A direção da Escola Estadual Elói Lacerda, em Osasco, na grande São Paulo, resolveu instalar três câmeras filmadoras nas dependências do colégio, na tentativa de inibir a violência dos alunos. A decisão veio depois que os estudantes Rafael Barbato da Silva, de 18 anos, e David Vieirea da Silva, de 19, foram feridos a bala durante o horário de aula, na noite da última quarta-feira. No dia seguinte, as aulas foram canceladas. As câmeras foram instaladas ontem no pátio, na secretaria e na entrada do banheiro masculino. Hoje o colégio foi aberto, mas o clima ainda era de tensão entre os alunos. "Eu só vou assistir aula na segunda-feira. Estou esperando a poeira baixar", disse M.G.C., de 15 anos. Ela cursa o primeiro ano do curso médio e estava no colégio quando os alunos foram baleados. "Isso nunca tinha acontecido aqui. Depois dos tiros, foi a maior correria". Ela e sua amiga S. L. A. T. , de 17, aluna do terceiro ano, lembraram que brigas são freqüentes na escola. Além disso, o cheiro de maconha infesta as dependências do colégio durante os intervalos, no período noturno. Durante a manhã, a situação é semelhante. "Fumar maconha é coisa normal aqui", disse T. A. S., de 17 anos, aluna do primeiro ano. A situação da escola amedronta os pais de alunos. "Minha mãe quer que eu mude para o período da manhã, mas já lhe disse que não tem nenhuma diferença", falou um estudande que não quis se identificar.
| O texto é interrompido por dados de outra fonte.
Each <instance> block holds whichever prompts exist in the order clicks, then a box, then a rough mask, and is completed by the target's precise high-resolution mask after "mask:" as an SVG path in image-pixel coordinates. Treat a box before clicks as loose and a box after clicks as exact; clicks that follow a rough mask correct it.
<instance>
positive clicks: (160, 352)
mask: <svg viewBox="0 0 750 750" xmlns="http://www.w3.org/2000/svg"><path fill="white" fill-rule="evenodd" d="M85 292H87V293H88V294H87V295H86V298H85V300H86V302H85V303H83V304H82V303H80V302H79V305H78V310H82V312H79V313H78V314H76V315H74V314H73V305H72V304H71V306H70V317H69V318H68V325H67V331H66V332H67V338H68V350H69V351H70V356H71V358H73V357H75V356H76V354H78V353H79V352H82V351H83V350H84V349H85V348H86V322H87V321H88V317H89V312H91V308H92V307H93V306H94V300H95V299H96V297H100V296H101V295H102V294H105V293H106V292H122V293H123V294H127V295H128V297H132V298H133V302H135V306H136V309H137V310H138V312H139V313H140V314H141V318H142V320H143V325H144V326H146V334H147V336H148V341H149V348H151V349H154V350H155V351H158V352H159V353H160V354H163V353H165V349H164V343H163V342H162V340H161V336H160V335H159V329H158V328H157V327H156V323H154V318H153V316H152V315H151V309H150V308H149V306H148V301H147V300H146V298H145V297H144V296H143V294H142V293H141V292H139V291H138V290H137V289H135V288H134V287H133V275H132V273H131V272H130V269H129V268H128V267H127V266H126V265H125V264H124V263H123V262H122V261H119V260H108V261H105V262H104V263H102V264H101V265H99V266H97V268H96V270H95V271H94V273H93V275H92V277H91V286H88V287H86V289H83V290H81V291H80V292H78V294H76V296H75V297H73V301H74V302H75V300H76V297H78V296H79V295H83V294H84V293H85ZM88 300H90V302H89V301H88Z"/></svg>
Para ele, "o que falta na escola é a presença da polícia, que deveria ficar 24 horas aqui".Gilson de Oliveira Nascimento, 36, pai de uma aluna de 13 anos, quer tirar sua filha o mais rápido possível do colégio. "Já estou aguardando vaga para ela em outra escola". Ele lembrou que, em fevereiro, todos os estudantes da classe de sua filha foram suspensos por uma semana porque "mostraram as nádegas para uma professora grávida e ela desmaiou". Segundo ele, no final do ano passado, um jovem foi morto a tiros, por volta das 15 horas, em uma das esquinas do colégio, um dos 65 mantidos pelo Estado em Osasco.